Saturday 15 October 2016

The TLS, October 14, 2016


Julie Barlow and Jean-Benoît Nadeau
THE BONJOUR EFFECT
The secret codes of French conversation revealed
320pp. Duckworth Overlook. £16.99.
978 0 7156 5125 4

A traditional complaint from English speakers who go to France and try to speak the language is that such efforts are usually met with indifference or hostility. Unless your French is grammatically correct and pitch perfect, the nonchalant reply will either be in English, or – as used to be far more common – an actual reprimand. “Vous écorchez la langue!”, British visitors would often be corrected – “you’re flaying the language!” This has helped to shore up the Anglosphere stereotype that the French, especially Parisians, are incorrigibly rude. But, as the two French Canadian journalists Julie Barlow and Jean-Benoît Nadeau explain in this anthropologically flavoured guidebook, this perception is based on a misapprehension. The French don’t merely speak a different language. They communicate in a different code.

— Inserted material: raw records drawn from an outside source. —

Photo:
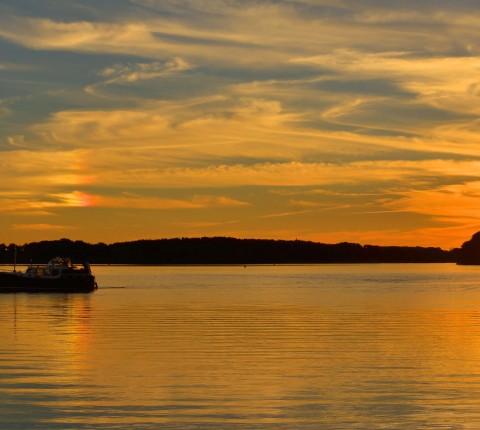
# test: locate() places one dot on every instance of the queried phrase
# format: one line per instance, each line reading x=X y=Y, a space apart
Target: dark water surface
x=261 y=347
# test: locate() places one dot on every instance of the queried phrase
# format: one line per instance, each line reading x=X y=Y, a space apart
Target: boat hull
x=77 y=283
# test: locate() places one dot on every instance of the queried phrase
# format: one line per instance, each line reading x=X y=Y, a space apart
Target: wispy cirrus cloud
x=130 y=73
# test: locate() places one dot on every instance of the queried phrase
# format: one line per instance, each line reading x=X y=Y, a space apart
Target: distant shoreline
x=221 y=251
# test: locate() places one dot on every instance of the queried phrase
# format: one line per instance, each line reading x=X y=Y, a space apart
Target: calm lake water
x=261 y=347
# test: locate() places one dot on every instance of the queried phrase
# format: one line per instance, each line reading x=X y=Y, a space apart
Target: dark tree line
x=221 y=250
x=469 y=253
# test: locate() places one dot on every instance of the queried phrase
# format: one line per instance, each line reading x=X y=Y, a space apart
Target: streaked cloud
x=324 y=120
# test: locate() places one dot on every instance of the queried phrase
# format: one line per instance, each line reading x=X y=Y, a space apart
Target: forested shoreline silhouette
x=223 y=250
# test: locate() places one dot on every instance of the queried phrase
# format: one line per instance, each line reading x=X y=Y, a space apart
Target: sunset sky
x=323 y=120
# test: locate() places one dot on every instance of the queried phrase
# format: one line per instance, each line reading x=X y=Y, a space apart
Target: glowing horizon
x=315 y=120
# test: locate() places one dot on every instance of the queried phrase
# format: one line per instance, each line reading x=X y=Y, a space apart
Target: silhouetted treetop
x=469 y=252
x=221 y=250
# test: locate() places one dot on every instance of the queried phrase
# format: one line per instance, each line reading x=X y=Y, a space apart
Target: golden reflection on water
x=265 y=347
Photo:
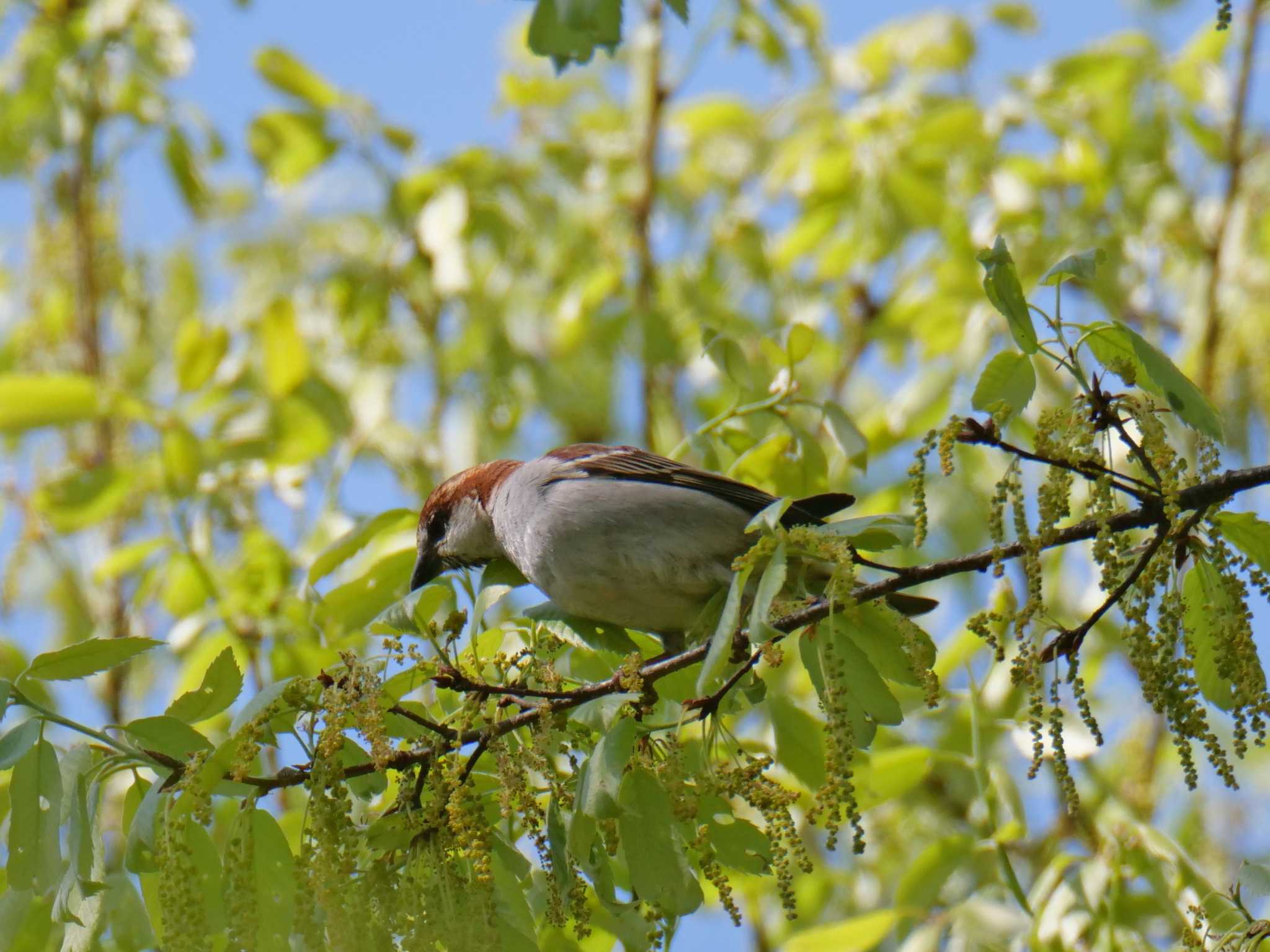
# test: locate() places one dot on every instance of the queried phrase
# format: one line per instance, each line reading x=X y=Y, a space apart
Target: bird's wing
x=597 y=460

The French will correct you because their language is intrinsically bound to their national identity. In 1789 less than half the population even spoke French. Most spoke regional dialects. Thus, the acquisition and implementation of formal French subsequently became core to universalist Frenchness. This is why they don’t refer to a linguistic mistake as “une erreur”, as anglophones might, but rather as “une faute” – a word with a graver moral inference. This fear of being “at fault” explains such correctness. It also explains why French supermarket assistants, bus drivers or civil servants will never admit to being wrong.

The two most important words in the French language, write the authors in this fascinating and delightful work, are “bonjour” and “non”. The first signals less a mere “hello”, but instead: “hello, here I am, ready to engage and talk with you”. The French love rhetoric and argument. They consider conversation to be a sport. That is why the second most important word is “non”. When the French say it, appearing obstructive and unhelpful, they aren’t necessarily being negative. They are daring you to answer back. This is the country, after all, which created the salon, the place where one went to display one’s rhetorical prowess.

The authors conclude by recommending not to broach the following subjects: family, work, money or race relations. These are faux pas. Never try Anglo-Saxon-style, self-deprecating humour, either. You will look a fool. In France – the land of the public intellectual – one must instead display wit.